Above: Zamburinas for sale in Mercado de Abastos
During temperate seasons, approximately 280,000 pilgrims strike out on one of the Portuguese routes to Santiago de Campostela, passing through Pontevedra on their way. Pilgrims from around the world walk Camino de Santiago, collecting shell stamps as proof of stops and actual scallop shells as souvenirs. Long ago, it is said these shells served as scoops for food offered at the door of inns along the way.
Myths surround this symbol of Saint James, from his saintly remains being borne ashore at Campostela atop shells to miraculous legends of loved ones who drowned emerging alive from the sea covered in scallop shells. The ridges of the shell symbolize diverse pilgrimage routes, all converging upon Santiago de Compostela.
Whatever the religious symbolism, the zamburinas of the region are famed for their distinctive texture and flavor. Like eggshells for cascarones at Fiesta San Antonio, someone has to empty those shells for the pilgrims. So, we try to do our part by pursuing those delectable Galician zamburinas wherever we can, which translates to every couple of years. (Read about their red “commas” in an earlier postcard sent from Zaragoza in 2022.)
For all of those walkers in Pontevedra arriving tired and hungry yet spiritually recharged, we’ll take a detour before scallops because my alphabetical listing of restaurants dictates it.
We are partial to Moroccan food, and DuKela ranks highly among our recent forays in that direction. Falafel arrived piping hot, but not dry, with an assortment of condiments, including tomato confit. Dusted with the traditional powdered sugar, savory and sweet flavors were well-balanced in DuKela’s chicken pastel. The vegetable tagine included more than the expected standards. In addition to caramelized onions, there were beans, mushrooms and regional black olives.



Above: DuKela
Gumer taps into fresh Galician ingredients, but the uninhibited kitchen is not hamstrung by traditional preparations. The vibe is contemporary. Sea greens accented a substantial platter of bonito tartare. I would have been willing to devour several orders of fresh red tuna nigiri atop fried beds of rice. An unusual combination of tomatoes, passion fruit and sliced anchovies made a refreshing salad. Chocolate cake was offered in a totally deconstructed state.




Above: Gumer
The traditional dishes featured at La Casa de las Cinco Puertas are popular with locals, a bit older set than those drawn to Gumer. This trip, we discovered how well the regional Albarino white wines mate with seafood dishes. Croquetas and cigar-shaped fried shrimp were generous and tasty. Tender grilled octopus surrounded smoothly whipped potatoes. Zucchini “canelones” filled with vegetables and shrimp sounded promising but were overwhelmed by sauces.

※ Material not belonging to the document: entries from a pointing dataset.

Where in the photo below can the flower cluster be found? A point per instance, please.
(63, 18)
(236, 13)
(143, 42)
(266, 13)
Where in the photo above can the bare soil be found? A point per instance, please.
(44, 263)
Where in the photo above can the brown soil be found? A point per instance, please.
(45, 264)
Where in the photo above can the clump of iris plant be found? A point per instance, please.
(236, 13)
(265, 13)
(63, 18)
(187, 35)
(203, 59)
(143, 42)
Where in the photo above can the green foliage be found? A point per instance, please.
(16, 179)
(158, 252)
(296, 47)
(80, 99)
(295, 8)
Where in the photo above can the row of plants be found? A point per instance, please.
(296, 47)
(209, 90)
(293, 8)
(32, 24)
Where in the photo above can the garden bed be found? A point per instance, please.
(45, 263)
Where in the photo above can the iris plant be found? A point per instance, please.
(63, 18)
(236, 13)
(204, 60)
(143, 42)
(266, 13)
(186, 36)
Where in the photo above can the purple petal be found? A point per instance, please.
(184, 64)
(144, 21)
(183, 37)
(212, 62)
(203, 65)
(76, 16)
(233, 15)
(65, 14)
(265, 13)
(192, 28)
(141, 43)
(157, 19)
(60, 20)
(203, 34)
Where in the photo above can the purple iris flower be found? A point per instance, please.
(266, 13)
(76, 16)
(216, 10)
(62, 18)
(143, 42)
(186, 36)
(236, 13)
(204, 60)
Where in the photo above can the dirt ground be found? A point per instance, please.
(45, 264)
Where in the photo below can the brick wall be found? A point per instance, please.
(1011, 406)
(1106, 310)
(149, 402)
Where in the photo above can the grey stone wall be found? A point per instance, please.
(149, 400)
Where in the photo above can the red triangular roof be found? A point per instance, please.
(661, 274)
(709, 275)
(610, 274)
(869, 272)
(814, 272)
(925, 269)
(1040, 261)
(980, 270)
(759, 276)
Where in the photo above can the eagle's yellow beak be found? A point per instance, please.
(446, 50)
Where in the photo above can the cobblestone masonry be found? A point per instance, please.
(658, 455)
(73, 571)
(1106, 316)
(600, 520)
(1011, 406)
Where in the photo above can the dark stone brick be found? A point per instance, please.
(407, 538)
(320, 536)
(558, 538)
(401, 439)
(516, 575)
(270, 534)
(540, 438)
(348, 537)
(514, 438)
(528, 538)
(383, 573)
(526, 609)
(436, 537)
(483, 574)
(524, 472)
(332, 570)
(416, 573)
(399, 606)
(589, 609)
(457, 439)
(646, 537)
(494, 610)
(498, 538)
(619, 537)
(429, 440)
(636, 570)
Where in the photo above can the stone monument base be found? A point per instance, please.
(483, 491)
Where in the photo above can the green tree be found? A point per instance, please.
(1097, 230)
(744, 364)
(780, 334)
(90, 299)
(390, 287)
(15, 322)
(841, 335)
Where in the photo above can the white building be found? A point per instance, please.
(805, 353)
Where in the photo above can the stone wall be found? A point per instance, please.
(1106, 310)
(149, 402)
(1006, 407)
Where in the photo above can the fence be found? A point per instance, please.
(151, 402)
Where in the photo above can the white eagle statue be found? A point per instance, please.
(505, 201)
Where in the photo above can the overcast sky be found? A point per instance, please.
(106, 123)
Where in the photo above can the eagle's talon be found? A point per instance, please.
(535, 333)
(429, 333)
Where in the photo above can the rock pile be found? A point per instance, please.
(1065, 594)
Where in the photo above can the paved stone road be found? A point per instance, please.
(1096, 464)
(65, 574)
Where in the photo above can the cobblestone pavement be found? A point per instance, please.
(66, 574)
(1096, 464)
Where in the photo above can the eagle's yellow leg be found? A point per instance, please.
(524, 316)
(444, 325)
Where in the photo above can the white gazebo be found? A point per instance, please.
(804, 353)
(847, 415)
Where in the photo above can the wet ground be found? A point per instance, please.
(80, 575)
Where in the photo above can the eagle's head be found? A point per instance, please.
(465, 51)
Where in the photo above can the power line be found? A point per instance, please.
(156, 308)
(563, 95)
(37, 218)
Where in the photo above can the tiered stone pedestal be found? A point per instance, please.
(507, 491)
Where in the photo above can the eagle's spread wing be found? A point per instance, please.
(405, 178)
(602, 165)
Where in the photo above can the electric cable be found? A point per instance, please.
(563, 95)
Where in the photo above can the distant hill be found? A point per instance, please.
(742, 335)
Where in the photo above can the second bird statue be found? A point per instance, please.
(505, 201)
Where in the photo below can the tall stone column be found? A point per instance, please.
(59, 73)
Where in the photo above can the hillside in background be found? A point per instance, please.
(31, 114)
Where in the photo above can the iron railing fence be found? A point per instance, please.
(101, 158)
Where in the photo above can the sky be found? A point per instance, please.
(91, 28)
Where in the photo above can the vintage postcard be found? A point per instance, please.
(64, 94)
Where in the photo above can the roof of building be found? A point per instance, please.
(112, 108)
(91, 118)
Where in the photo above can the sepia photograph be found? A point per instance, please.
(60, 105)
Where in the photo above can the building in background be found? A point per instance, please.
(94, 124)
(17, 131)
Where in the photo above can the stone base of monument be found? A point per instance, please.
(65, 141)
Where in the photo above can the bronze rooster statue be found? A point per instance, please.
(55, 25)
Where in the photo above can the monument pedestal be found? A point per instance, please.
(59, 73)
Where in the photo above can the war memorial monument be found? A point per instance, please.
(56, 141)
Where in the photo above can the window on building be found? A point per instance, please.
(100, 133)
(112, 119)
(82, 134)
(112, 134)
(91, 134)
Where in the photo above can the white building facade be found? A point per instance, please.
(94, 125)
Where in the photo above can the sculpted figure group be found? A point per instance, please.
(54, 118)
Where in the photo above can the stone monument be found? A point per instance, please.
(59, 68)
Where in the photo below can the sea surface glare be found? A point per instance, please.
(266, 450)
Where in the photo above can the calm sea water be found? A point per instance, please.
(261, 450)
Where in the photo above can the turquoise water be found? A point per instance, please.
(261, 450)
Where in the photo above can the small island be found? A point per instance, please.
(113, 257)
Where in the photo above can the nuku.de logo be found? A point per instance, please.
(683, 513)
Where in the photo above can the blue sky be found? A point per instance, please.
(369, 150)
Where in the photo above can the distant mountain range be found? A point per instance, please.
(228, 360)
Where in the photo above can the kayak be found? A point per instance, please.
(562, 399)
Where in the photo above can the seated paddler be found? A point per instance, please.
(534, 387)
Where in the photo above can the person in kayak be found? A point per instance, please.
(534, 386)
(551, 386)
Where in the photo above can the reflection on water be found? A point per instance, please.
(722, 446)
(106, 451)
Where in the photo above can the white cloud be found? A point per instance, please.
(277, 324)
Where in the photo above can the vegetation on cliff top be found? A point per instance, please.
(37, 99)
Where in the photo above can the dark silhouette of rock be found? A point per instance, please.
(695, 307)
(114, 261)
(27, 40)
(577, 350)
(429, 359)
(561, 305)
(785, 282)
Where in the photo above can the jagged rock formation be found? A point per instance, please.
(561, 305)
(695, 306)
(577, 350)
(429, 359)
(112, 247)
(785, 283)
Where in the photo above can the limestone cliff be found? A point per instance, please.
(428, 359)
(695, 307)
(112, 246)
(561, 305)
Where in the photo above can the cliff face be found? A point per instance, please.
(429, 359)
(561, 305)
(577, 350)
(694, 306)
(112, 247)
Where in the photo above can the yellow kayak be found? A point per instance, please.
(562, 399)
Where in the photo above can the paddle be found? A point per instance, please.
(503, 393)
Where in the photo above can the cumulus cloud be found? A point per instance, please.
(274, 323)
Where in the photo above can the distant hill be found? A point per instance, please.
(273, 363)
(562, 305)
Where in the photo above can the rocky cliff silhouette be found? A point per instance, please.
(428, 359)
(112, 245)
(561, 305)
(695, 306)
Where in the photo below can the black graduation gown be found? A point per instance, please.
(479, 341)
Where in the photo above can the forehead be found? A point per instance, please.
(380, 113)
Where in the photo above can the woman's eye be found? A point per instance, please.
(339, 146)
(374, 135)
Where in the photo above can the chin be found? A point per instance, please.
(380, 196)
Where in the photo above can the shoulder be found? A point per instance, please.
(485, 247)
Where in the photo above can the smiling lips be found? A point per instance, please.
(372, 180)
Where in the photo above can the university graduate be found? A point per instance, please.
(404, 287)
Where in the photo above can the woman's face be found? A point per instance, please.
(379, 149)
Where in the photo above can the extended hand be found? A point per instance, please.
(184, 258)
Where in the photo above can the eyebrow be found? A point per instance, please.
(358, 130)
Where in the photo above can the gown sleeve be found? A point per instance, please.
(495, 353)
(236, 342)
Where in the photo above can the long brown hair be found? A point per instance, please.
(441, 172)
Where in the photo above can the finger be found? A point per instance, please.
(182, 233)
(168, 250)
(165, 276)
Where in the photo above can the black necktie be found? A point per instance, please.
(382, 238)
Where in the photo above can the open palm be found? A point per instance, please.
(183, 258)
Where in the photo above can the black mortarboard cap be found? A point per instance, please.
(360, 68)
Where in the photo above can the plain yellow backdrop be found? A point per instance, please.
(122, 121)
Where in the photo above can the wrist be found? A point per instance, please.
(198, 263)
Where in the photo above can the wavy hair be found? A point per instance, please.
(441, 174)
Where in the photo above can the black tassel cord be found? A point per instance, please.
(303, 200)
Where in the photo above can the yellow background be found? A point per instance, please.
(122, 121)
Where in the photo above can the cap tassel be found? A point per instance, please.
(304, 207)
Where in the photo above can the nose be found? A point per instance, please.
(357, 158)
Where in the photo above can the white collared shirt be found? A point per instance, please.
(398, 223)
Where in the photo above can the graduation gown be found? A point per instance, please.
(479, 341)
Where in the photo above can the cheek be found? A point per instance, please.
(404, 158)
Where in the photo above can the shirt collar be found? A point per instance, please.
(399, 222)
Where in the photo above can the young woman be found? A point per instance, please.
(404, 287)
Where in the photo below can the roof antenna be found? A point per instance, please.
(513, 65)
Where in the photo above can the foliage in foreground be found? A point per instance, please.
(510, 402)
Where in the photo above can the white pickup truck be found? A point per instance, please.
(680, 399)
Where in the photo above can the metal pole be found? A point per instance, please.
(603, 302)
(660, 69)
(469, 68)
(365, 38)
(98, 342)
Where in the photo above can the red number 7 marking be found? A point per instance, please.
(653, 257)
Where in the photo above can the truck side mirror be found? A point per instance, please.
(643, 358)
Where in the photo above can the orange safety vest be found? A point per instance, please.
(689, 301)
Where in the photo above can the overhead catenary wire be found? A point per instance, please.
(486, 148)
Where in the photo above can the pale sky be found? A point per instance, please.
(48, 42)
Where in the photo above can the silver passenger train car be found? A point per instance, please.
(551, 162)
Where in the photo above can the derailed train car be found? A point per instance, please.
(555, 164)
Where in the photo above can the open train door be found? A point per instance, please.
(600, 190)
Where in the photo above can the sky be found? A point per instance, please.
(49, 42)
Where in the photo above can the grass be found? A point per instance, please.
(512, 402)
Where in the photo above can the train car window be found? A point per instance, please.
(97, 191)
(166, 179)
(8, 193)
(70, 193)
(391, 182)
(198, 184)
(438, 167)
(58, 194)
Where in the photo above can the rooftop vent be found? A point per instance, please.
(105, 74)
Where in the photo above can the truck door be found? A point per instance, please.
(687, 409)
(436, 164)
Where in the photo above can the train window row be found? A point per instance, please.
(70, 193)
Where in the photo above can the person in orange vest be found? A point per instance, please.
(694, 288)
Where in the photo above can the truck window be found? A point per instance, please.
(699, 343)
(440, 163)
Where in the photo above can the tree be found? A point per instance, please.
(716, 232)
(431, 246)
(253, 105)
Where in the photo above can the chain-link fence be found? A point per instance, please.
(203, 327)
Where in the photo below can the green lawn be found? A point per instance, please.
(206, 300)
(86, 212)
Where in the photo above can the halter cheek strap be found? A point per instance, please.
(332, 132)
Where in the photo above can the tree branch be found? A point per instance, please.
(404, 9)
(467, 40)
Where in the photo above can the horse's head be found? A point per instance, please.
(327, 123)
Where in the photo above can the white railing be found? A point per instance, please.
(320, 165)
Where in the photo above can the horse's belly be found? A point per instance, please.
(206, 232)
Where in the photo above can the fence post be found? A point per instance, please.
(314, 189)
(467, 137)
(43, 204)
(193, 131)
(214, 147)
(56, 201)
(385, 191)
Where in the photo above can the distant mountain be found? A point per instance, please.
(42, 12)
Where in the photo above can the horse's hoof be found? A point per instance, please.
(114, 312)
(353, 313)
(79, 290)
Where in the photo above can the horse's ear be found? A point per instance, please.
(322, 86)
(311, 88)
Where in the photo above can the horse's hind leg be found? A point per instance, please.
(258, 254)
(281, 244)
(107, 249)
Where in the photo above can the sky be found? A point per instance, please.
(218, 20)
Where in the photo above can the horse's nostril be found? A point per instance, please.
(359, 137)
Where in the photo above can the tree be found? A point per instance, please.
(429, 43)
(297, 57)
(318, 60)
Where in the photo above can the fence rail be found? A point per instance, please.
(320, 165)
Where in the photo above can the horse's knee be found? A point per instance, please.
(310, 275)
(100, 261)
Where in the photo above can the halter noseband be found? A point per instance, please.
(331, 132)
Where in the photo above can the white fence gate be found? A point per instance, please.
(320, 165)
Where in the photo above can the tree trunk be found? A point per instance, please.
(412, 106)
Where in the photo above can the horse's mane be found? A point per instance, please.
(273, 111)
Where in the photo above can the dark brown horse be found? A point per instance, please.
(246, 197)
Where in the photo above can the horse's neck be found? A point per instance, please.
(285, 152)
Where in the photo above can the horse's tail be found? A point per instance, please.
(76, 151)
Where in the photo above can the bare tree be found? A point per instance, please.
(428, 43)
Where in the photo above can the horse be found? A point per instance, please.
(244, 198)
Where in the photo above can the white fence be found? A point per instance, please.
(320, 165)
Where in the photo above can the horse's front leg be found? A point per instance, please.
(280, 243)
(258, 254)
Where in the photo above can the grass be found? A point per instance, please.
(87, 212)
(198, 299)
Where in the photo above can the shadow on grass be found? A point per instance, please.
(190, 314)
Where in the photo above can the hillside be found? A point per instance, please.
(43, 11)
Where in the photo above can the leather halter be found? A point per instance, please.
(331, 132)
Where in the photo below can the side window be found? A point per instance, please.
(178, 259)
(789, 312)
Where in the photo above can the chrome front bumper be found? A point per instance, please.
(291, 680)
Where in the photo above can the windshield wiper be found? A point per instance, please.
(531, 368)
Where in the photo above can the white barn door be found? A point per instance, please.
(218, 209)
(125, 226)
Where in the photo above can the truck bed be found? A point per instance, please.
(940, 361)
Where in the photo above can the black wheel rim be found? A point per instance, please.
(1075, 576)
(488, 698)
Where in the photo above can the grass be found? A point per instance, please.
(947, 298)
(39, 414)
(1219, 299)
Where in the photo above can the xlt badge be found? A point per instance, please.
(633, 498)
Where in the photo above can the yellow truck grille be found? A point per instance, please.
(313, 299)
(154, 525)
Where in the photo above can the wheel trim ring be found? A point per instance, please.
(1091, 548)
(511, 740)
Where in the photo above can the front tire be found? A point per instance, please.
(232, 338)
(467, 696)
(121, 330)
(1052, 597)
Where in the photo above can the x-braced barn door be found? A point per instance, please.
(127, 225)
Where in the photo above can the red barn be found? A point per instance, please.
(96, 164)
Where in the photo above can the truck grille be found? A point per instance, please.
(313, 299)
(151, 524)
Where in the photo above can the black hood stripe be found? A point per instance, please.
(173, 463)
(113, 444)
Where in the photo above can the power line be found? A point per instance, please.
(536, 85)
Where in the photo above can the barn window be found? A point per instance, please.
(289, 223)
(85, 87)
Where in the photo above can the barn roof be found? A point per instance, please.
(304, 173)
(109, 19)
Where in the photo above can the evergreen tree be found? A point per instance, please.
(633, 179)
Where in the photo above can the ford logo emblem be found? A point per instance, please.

Above: La Casa de las Cinco Puertas
The pleasant patio of Taberna de Felix has been welcoming pilgrims for more than four decades with cold beer and wine. It’s a comfortable spot for pilgrims from everywhere to meet and exchange tales from the trails in a United Nations of languages.
A generous portion of tuna topped a mixed salad, but, alas, the croquetas were burnt and dry. Several zamburinas suffered the same fate, rendering them tough and dry. We didn’t care for almejas a la marinera, but that might be the fault of Galician sailors credited with developing the traditional method for cooking clams. The tavern’s preparation of garlic, onion, tomato, paprika and white wine or sherry was thick and heavy, overwhelming any flavor of the shellfish.
Even though we had arrived by bus just as the kitchen was on the cusp of closing, the waitstaff agreed to serve us. For that we were extremely grateful, and it possibly accounts for the state of the dishes delivered to our table. Definitely, it’s a recommended spot for pilgrim-watching, eavesdropping and hearing groans about painful reasons I do not walk the trail.




Above: Taberna de Felix
A typical example of small-world-dom occurred one afternoon. A young woman at a nearby table recognized our accents (Did I pick up an accent in San Antonio?) as similar to home. Introducing herself, Angela only recently had relocated with her husband, a native of Pontevedra. Right before moving, they enjoyed a dinner with Mimi and David, former neighbors of ours in River Road.

Even for those not hiking to their destinations, connections amongst fellow andariegos and peregrinos occur along the camino.